Waldeman told a subsequent press conference that Omar is no doubt a victim of the “Khadr effect.” Because his family is notoriously associated with Al Qaeda the government and the media shy away from protesting his treatment in captivity.

CBA president Parker MacCarthy referred to Khadr’s treatment as a “travesty of justice” and vowed that the CBA would be aggressively pursuing Khadr’s return to Canada and urged that all Canadians should speak out against this “horrendous lack of due process.”

Waldeman is dead on when he says Omar is suffering from the “Khadr effect.” He suffers guilt by association. But both he and Maher Arar have been victimized by a much more insidious problem and it is quite simply that official Ottawa, both politicians and civil service mandarins are much too willing to pay the Washington Tribute Tax, the WTT.

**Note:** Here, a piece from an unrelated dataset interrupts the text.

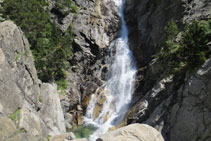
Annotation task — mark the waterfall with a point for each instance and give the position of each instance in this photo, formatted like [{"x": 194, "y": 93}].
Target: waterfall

As this writer has pointed out previously the WTT comes in many forms. It can be anything from selling out the country’s softwood lumber industry, to allowing US enforcement agencies to operate freely within this country and packing guns while they do it. It also comes in the form of North American Union- the subject nobody wants to talk about-and what will be the final levy of the WTT.

In the case of Arar and Khadr the WTT comes in the form of a complete abdication of defending their rights as citizens of Canada and their right to due process.

As a government in abdication, official Ottawa- our peerless politicos and esteemed civil servants- have become acolytes to The Empire as they retreat from governance and anything that resembles moral scruples.

The disgrace is theirs and ours. Theirs for doing nothing and ours for letting them get away with it.

ROBERT BILLYARD lives in Mission, British Columbia.